I think the hardest part is that I now see myself as a not contributing much of anything. I am on full disability and worried that I’ll never come off it. Very few liver transplant recipients make it back. It’s a fatigue thing. This is hard to say publicly because I know it sounds whiny and self-important but I promised to write honestly during this journey so I continue to pour out the bad with the good. I used to feel like what I said mattered to people, that I had influence and now, I really don’t. I dislike my own insecurity.
Okay, okay, before you all chime in with how important I am and what a wonderful ministry I have in writing this little blog on the internet, just hear me. It just isn’t the same.
How shallow am I? It makes me angry at myself.

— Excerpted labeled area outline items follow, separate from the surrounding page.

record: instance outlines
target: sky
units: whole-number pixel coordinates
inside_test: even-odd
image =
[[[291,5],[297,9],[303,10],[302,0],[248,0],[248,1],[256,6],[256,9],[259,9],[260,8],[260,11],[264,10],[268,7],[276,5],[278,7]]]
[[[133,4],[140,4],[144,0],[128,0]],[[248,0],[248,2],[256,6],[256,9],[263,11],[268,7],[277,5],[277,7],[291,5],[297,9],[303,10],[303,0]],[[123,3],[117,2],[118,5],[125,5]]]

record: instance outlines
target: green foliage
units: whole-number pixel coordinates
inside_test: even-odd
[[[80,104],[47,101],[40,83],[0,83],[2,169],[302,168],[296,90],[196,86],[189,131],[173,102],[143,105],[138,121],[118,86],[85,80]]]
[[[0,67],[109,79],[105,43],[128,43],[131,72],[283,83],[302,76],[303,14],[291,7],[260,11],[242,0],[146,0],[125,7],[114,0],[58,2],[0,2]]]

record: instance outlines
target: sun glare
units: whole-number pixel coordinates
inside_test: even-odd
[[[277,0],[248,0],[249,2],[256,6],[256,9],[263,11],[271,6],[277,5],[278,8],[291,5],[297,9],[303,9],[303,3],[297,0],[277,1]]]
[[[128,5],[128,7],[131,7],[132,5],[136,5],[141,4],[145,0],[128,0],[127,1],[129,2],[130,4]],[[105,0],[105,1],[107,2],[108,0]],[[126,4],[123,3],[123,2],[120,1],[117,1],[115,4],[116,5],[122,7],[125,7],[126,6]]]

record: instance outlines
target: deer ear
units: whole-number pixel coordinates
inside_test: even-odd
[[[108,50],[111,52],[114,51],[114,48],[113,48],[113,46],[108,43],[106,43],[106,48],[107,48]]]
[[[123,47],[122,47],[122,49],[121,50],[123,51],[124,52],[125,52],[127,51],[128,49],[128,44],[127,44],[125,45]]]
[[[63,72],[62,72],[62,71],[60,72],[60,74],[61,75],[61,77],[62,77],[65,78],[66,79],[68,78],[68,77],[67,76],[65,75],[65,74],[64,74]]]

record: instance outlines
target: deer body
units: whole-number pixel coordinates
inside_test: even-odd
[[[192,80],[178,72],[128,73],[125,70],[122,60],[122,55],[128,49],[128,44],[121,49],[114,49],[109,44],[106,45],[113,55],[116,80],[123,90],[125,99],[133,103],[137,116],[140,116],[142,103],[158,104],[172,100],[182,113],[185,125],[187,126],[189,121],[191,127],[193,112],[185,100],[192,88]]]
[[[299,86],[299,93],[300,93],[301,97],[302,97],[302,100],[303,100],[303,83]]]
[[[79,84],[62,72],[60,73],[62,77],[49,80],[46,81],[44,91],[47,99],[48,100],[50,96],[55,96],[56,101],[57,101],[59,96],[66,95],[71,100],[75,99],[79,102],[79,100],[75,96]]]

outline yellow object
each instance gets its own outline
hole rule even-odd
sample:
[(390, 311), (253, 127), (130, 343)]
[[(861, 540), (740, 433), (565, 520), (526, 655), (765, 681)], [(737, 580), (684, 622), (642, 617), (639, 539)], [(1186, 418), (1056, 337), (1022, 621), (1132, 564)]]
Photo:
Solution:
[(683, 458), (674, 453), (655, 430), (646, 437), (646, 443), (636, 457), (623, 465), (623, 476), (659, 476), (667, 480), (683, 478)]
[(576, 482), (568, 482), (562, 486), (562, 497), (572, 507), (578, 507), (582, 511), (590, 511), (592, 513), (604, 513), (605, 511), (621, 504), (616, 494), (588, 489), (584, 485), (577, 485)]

I guess I feel like in society, home, and community I don’t have much of a voice anymore. I know it’s probably something deep inside me, some lacking or some injustice pushed on me when I was a child, but I feel like now I am a drain, a throw-away, of little value. Maybe I don’t really deserve to have a voice. Why do I think I do? Is it because I had a voice when I was working and bringing home the bacon? No bacon; no voice? I don’t know. Maybe it’s all just sexest foolishness.
Yeah, you can get your bible out and send me a verse or two telling me where my true value lies. I know that in my head. Somewhere. I just don’t feel it. Or maybe it’s like, “Yay, Jesus loves me. Cool. Jesus hears me. Awesome. But, it’s not enough.” Is that okay to say? I know Jesus is supposed to be all we need and want according to all the Jesus-is-my-boyfriend worship songs we sing. But Adam was hanging with God when God said “it is not good for man to be alone” so, in that sense, God wasn’t enough.

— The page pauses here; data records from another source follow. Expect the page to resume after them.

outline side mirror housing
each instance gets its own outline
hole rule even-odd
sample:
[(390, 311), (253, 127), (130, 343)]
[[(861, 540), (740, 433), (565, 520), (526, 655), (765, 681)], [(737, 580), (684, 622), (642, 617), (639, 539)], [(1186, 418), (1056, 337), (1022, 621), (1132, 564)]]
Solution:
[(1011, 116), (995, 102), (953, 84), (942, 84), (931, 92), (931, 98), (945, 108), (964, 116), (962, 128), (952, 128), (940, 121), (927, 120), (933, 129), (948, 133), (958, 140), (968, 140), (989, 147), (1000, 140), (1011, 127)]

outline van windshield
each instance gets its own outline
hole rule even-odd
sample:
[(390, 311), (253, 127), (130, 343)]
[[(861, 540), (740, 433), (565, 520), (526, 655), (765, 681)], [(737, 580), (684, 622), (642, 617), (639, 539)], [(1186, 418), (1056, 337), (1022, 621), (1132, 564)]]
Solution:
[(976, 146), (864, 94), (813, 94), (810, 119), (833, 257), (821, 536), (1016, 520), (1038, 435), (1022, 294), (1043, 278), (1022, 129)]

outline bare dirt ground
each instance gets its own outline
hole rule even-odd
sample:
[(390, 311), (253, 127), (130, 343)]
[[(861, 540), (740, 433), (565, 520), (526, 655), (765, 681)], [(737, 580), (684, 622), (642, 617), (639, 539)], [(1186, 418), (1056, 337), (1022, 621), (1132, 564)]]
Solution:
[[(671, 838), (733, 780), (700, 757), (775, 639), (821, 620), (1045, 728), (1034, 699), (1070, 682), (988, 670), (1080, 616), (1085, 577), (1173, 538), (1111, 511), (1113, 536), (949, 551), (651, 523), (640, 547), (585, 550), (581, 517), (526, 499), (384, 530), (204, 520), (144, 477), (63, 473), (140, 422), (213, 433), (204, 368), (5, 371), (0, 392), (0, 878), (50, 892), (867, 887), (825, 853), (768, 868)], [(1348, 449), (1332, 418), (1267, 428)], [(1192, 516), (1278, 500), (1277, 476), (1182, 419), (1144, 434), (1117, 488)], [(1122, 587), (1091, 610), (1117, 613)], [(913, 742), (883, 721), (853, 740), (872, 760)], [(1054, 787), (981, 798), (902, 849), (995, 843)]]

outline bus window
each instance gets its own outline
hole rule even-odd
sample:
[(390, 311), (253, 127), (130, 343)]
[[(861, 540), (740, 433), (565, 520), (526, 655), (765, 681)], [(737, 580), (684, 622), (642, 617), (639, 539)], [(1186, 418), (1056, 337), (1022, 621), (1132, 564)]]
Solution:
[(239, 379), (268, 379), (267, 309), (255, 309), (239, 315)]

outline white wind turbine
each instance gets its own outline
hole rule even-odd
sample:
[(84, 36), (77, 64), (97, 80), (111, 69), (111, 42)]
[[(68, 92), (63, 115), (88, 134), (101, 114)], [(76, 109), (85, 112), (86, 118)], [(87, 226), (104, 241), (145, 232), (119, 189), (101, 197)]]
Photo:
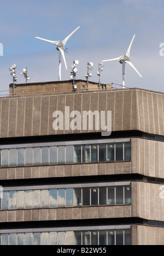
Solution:
[(125, 88), (125, 64), (126, 63), (127, 63), (128, 64), (129, 64), (135, 70), (135, 71), (137, 72), (137, 73), (139, 75), (139, 76), (140, 77), (142, 77), (142, 75), (139, 73), (138, 70), (136, 69), (134, 66), (132, 64), (132, 63), (131, 62), (130, 60), (130, 50), (131, 50), (133, 40), (134, 39), (135, 36), (136, 35), (134, 34), (125, 54), (122, 55), (120, 56), (120, 57), (116, 58), (115, 59), (111, 59), (109, 60), (103, 60), (102, 61), (102, 62), (105, 62), (105, 61), (112, 61), (113, 60), (119, 60), (119, 62), (121, 63), (121, 64), (122, 64), (122, 88)]
[(49, 43), (51, 43), (55, 45), (56, 45), (56, 48), (58, 50), (59, 53), (59, 65), (58, 65), (58, 79), (61, 80), (61, 55), (62, 55), (64, 62), (65, 64), (65, 67), (67, 70), (67, 66), (66, 64), (66, 58), (64, 53), (64, 48), (67, 40), (72, 36), (72, 35), (79, 29), (79, 26), (75, 30), (74, 30), (71, 34), (69, 35), (65, 39), (62, 41), (52, 41), (50, 40), (47, 40), (46, 39), (41, 38), (40, 37), (36, 37), (36, 38), (40, 39), (40, 40), (43, 40), (44, 41), (48, 42)]

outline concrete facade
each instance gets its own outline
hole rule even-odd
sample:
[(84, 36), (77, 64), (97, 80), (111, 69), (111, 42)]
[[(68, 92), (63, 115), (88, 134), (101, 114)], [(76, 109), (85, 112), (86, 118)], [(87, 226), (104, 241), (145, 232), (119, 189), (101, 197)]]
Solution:
[[(40, 84), (17, 86), (17, 90), (24, 88), (25, 93), (28, 87), (31, 95), (26, 92), (26, 95), (22, 93), (20, 96), (16, 94), (0, 99), (1, 149), (3, 145), (26, 145), (32, 140), (36, 143), (50, 143), (52, 140), (57, 141), (58, 138), (59, 141), (83, 141), (86, 136), (96, 141), (98, 139), (110, 141), (112, 138), (119, 141), (120, 139), (130, 138), (131, 160), (1, 167), (0, 180), (3, 186), (15, 186), (16, 189), (24, 184), (42, 186), (45, 184), (58, 183), (63, 186), (73, 184), (77, 180), (80, 186), (87, 182), (92, 187), (93, 181), (128, 181), (131, 182), (131, 203), (56, 208), (2, 209), (0, 231), (4, 225), (11, 230), (17, 224), (25, 225), (26, 229), (26, 225), (30, 224), (34, 230), (40, 225), (44, 229), (47, 225), (50, 225), (50, 223), (53, 227), (60, 226), (61, 221), (66, 226), (70, 226), (70, 221), (72, 226), (77, 225), (75, 221), (79, 221), (79, 229), (83, 221), (86, 226), (94, 225), (96, 221), (97, 225), (110, 223), (118, 226), (127, 221), (126, 224), (131, 226), (132, 244), (164, 245), (164, 199), (160, 197), (164, 184), (164, 93), (138, 88), (110, 88), (91, 92), (85, 88), (82, 91), (81, 84), (79, 90), (69, 92), (68, 88), (72, 86), (69, 81), (66, 82), (65, 92), (62, 93), (56, 89), (60, 86), (58, 82), (42, 84), (48, 88), (43, 94), (42, 91), (39, 94), (35, 90)], [(50, 92), (53, 86), (56, 89)], [(92, 86), (95, 84), (91, 86), (91, 88)], [(11, 95), (11, 86), (10, 90)], [(65, 126), (63, 130), (55, 130), (53, 113), (58, 110), (65, 116), (67, 106), (69, 107), (70, 112), (78, 111), (81, 116), (83, 111), (112, 111), (111, 137), (101, 136), (101, 133), (104, 130), (101, 127), (95, 129), (95, 121), (93, 130), (90, 130), (89, 126), (86, 130), (72, 130)], [(150, 221), (156, 223), (151, 225)], [(156, 225), (159, 226), (155, 226)]]

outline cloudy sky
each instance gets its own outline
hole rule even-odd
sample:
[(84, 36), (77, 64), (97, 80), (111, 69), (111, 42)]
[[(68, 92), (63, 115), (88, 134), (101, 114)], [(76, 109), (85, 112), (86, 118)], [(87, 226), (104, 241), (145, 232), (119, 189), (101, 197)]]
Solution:
[[(143, 78), (126, 65), (125, 85), (164, 92), (164, 56), (160, 54), (160, 50), (164, 54), (163, 14), (164, 0), (1, 1), (0, 90), (8, 90), (12, 82), (12, 64), (17, 66), (18, 83), (25, 82), (21, 72), (26, 67), (30, 82), (57, 81), (58, 52), (35, 37), (62, 41), (80, 26), (66, 44), (68, 70), (62, 61), (62, 80), (69, 79), (71, 65), (77, 59), (77, 79), (85, 79), (87, 62), (92, 61), (91, 80), (98, 82), (98, 63), (125, 54), (135, 33), (130, 59)], [(101, 81), (121, 84), (122, 65), (106, 62)]]

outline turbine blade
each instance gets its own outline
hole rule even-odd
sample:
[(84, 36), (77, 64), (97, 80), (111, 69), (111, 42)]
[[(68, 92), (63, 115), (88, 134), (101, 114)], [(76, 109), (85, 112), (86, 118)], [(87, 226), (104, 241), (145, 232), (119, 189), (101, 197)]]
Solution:
[(139, 75), (139, 76), (140, 76), (140, 77), (142, 77), (142, 75), (140, 75), (140, 73), (139, 73), (139, 72), (138, 71), (138, 70), (137, 70), (137, 69), (136, 69), (136, 67), (134, 67), (134, 66), (132, 64), (132, 62), (130, 61), (130, 60), (126, 60), (125, 61), (126, 63), (128, 63), (134, 70), (136, 72), (137, 72), (137, 73), (138, 73), (138, 75)]
[(110, 59), (109, 60), (102, 60), (102, 62), (105, 62), (105, 61), (112, 61), (113, 60), (120, 60), (120, 59), (122, 58), (122, 55), (120, 56), (120, 57), (116, 58), (115, 59)]
[(63, 57), (63, 60), (64, 60), (64, 62), (65, 62), (65, 67), (66, 67), (66, 70), (68, 70), (67, 65), (67, 63), (66, 63), (66, 58), (65, 58), (65, 56), (64, 51), (63, 51), (63, 50), (62, 50), (60, 48), (58, 48), (58, 49), (59, 49), (59, 50), (60, 50), (61, 53), (61, 54), (62, 55), (62, 57)]
[(36, 37), (36, 38), (40, 39), (40, 40), (43, 40), (43, 41), (48, 42), (49, 43), (53, 43), (55, 44), (56, 43), (58, 43), (59, 41), (51, 41), (51, 40), (47, 40), (46, 39), (41, 38), (41, 37)]
[(71, 36), (73, 35), (73, 34), (74, 34), (74, 33), (75, 32), (76, 32), (77, 30), (78, 30), (79, 29), (80, 26), (78, 27), (75, 30), (74, 30), (72, 33), (71, 33), (71, 34), (69, 35), (69, 36), (68, 36), (67, 37), (66, 37), (65, 39), (64, 39), (62, 42), (63, 43), (63, 44), (64, 44), (64, 45), (66, 44), (66, 42), (67, 41), (67, 40), (71, 37)]
[(133, 41), (134, 41), (134, 39), (135, 36), (136, 36), (136, 35), (134, 34), (134, 36), (133, 36), (133, 38), (132, 38), (132, 41), (131, 41), (131, 43), (130, 43), (130, 45), (129, 45), (128, 48), (128, 49), (127, 50), (126, 53), (126, 54), (126, 54), (126, 55), (127, 55), (129, 58), (130, 58), (130, 53), (131, 48), (131, 47), (132, 47), (132, 43), (133, 43)]

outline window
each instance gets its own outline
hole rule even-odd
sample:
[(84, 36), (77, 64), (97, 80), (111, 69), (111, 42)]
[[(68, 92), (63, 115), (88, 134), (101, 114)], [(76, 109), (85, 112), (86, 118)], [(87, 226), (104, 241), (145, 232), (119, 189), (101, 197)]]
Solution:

Wait. I know you love me. I get it. Relax, you can’t solve this for me. A thousand emails won’t make what I’m feeling go away. There isn’t a fix outside of me. This is between me and God and maybe a good shrink. 🙂 We’ll work it out.

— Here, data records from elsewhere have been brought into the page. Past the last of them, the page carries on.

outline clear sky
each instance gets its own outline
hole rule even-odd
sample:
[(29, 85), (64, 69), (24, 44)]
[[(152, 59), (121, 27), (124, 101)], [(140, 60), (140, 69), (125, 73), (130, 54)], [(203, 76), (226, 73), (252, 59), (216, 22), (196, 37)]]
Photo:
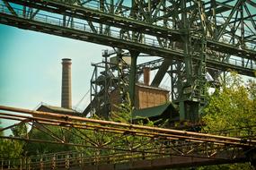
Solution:
[[(60, 106), (61, 59), (71, 58), (75, 106), (90, 89), (91, 64), (102, 61), (103, 49), (110, 47), (0, 24), (0, 105), (34, 109), (44, 102)], [(89, 102), (90, 92), (78, 108)], [(13, 123), (0, 122), (2, 127)]]
[(61, 59), (71, 58), (75, 106), (90, 89), (91, 63), (101, 62), (102, 50), (107, 48), (0, 24), (0, 105), (60, 106)]

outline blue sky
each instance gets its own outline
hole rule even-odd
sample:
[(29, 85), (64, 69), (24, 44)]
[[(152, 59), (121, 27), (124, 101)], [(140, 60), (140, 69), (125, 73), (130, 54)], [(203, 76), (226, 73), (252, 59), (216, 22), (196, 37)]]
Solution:
[(0, 38), (0, 105), (29, 109), (40, 102), (60, 106), (61, 59), (66, 57), (73, 62), (75, 106), (90, 89), (91, 63), (101, 62), (102, 50), (110, 48), (2, 24)]

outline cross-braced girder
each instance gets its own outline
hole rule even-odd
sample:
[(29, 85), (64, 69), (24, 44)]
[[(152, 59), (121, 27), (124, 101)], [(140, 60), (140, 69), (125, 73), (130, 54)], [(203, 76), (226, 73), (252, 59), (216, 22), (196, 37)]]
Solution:
[[(29, 123), (33, 129), (36, 128), (48, 136), (42, 139), (31, 133), (23, 137), (1, 136), (1, 138), (73, 146), (81, 148), (81, 149), (84, 148), (86, 149), (77, 152), (77, 155), (83, 154), (79, 159), (84, 161), (86, 159), (85, 165), (87, 166), (106, 163), (119, 164), (128, 162), (131, 158), (144, 160), (172, 157), (178, 157), (181, 159), (182, 157), (194, 157), (195, 159), (198, 157), (199, 163), (204, 163), (204, 161), (212, 161), (215, 164), (244, 162), (250, 161), (252, 150), (256, 145), (256, 140), (252, 137), (241, 139), (182, 132), (4, 106), (0, 106), (0, 109), (1, 118)], [(5, 127), (1, 131), (21, 125), (21, 123)], [(53, 132), (50, 129), (52, 126), (63, 132)], [(71, 137), (76, 140), (72, 141)], [(69, 155), (69, 153), (66, 154)], [(115, 157), (117, 155), (119, 155), (119, 159)], [(73, 161), (79, 159), (73, 159)], [(47, 165), (47, 162), (49, 160), (44, 164)], [(182, 163), (183, 166), (186, 165), (185, 163), (186, 161)], [(169, 166), (171, 167), (172, 164)]]

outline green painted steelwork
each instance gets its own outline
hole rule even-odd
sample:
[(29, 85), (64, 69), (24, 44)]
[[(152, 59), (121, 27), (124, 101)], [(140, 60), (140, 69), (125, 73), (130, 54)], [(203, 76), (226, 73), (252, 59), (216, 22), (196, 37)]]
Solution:
[[(244, 0), (0, 1), (0, 23), (170, 60), (172, 100), (180, 103), (181, 119), (194, 121), (205, 103), (207, 72), (255, 76), (255, 3)], [(165, 72), (159, 70), (156, 85)]]

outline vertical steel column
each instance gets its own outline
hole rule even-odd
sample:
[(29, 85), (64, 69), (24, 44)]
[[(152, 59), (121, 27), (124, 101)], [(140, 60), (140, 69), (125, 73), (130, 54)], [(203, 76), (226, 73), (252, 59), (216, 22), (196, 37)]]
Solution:
[(135, 106), (135, 85), (136, 85), (136, 72), (137, 72), (137, 59), (139, 55), (137, 51), (130, 51), (131, 65), (129, 72), (129, 98), (131, 106)]
[(64, 108), (72, 108), (71, 64), (71, 59), (62, 59), (61, 106)]

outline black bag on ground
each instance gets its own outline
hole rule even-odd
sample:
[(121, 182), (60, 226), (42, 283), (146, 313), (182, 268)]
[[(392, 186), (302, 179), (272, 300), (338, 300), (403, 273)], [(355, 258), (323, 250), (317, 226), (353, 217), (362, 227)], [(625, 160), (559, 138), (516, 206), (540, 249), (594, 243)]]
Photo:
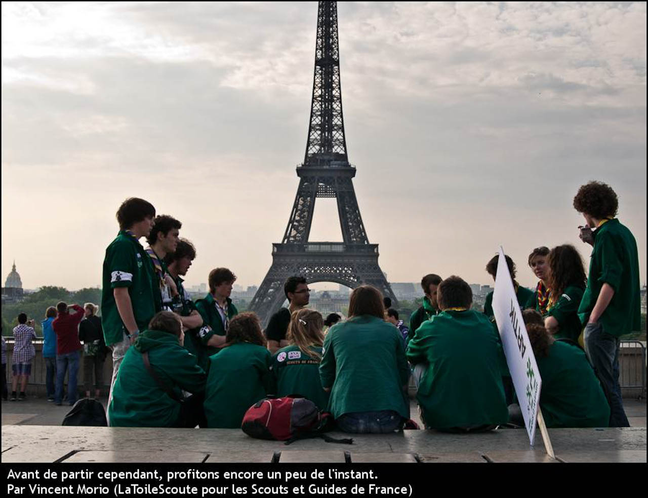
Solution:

There’s a lot of stuff on Facebook about lazy good-for-nothings laying around collecting benefits while other people are working their butts off. When I read those, they hurt because I see them as talking about me. People are mad about people like me. They’re irate. I paid in to Social Security for 30+ years. I know I’m just getting the money back that I paid in, but still, it doesn’t feel right to do nothing and get a check for $1100 every month.
Loss is the hardest part of this journey. I feel like the old me was tossed out with my old liver and now I have to get used to my life that came with my new liver. I feel like somewhere inside the old me is still there, still expecting the same voice, still expecting the same level of trust, respect, and value, but the new me, the needy me, apparently doesn’t deserve any of it. Or, at least, I feel like I don’t.
I used to counsel people who had the need to be needed. I tried to get them to see the problems with finding fullfilment in being the rescuer, the go-to-guy, and Mr. Everything. I told them that the danger in living that way was that someday they might no longer be needed and if that ever happened, they would lose their sense of self-worth and identity.
Now I know I was telling the truth. I know I’ll find it again. And if you feel the same way, I pray you’ll find it too.